E.g. if I experience social rejection, I normally feel good at first but after 15 minutes I start to feel bad. It seems like it should be clear to me that this is because of the social rejection, but it’s not. It will seem like the most likely explanation to me, but there will be uncertainty about if this is actually what is going on. This is ridiculous maybe I am especially bad at analyzing emotions without spinning up a conscious expliitit optimization process. But once I use the technique I linked above it becomes very clear why I feel bad. The interesting thing is that once you understand the underlying cause of the nonspecific comfort, it disappears. Without you doing anything.
This makes sort of sense. Once you have truly understood what a specific feeling “wants you to accomplish” there is really no more point in it sticking around. Now that you have understood the feeling you can either optimize for getting what the feeling wants, or you can realize that the feeling doesn’t actually make sense in the current situation. Doing the appropriate thing will make the feeling go away. At least that is what happened so far for me.

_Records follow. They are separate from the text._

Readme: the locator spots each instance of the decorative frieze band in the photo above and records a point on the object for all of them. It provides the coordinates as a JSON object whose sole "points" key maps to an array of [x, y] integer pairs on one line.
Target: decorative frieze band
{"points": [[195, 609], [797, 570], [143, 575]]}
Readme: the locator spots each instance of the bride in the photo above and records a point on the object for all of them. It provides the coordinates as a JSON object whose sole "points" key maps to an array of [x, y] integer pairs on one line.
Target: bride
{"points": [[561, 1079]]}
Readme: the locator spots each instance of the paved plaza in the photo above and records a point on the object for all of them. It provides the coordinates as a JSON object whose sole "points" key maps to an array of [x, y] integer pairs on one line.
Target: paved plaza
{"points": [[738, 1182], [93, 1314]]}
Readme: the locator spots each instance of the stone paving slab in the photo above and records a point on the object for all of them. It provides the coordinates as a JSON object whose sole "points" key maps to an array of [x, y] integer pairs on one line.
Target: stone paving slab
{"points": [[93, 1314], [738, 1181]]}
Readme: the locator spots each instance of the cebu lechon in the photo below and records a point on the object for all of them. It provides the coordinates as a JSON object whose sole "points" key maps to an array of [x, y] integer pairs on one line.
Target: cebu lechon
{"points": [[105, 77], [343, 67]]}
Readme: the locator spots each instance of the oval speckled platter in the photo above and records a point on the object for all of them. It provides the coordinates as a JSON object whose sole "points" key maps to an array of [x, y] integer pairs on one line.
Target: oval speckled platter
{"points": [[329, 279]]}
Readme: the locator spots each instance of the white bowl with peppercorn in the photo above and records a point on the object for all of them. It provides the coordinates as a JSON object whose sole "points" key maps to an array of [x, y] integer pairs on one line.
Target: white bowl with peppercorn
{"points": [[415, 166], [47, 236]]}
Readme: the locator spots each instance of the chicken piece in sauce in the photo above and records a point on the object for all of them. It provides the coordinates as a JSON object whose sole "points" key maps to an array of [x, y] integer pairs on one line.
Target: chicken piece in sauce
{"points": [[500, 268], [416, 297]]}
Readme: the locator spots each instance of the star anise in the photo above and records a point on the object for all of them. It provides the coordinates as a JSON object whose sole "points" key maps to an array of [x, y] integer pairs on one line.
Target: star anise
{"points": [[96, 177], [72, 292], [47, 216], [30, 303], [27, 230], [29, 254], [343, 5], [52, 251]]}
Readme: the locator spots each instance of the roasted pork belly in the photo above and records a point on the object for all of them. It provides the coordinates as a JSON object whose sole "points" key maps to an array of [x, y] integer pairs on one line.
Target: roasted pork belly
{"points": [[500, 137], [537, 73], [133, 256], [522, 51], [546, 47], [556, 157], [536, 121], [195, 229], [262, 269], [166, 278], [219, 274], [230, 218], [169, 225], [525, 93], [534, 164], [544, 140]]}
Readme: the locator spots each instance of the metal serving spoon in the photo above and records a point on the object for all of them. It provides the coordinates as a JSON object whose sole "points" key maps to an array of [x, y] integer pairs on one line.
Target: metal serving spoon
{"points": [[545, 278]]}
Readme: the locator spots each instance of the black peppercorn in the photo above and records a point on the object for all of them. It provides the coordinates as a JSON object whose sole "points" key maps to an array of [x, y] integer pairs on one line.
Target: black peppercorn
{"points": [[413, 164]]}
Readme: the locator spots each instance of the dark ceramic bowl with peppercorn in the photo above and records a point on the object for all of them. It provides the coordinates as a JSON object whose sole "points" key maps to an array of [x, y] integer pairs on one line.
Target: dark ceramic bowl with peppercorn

I suppose it makes sense that if you’ve done a lot of introspection, the main problems you’ll have will be the kind that are very resistant to that approach, which makes this post good advice for you and people like you. But I don’t think the generalisable lesson is “introspection doesn’t work, do these other things” so much as “there comes a point where introspection runs out, and when you hit that, here are some ways you can continue to make progress”.
Or maybe it’s like a person with a persistent disease who’s tried every antibiotic without much effect, and then says “antibiotics suck, don’t bother with them, but here are the ways I’ve found to treat my symptoms and live a good life even with the disease”. It’s good advice but only once you’re sure the infection doesn’t respond to antibiotics.
Could it be that most people do so little introspection because they’re bad at it and it would only lead them astray anyway? Possibly, but the advice I’d give would still be to train the skill rather than to give up on understanding your problems.
That said, I think all of the things you suggest are a good idea in their own right, and the best strategy will be a combination. Do the things that help with problems-in-general while also trying to understand and fix the problem itself.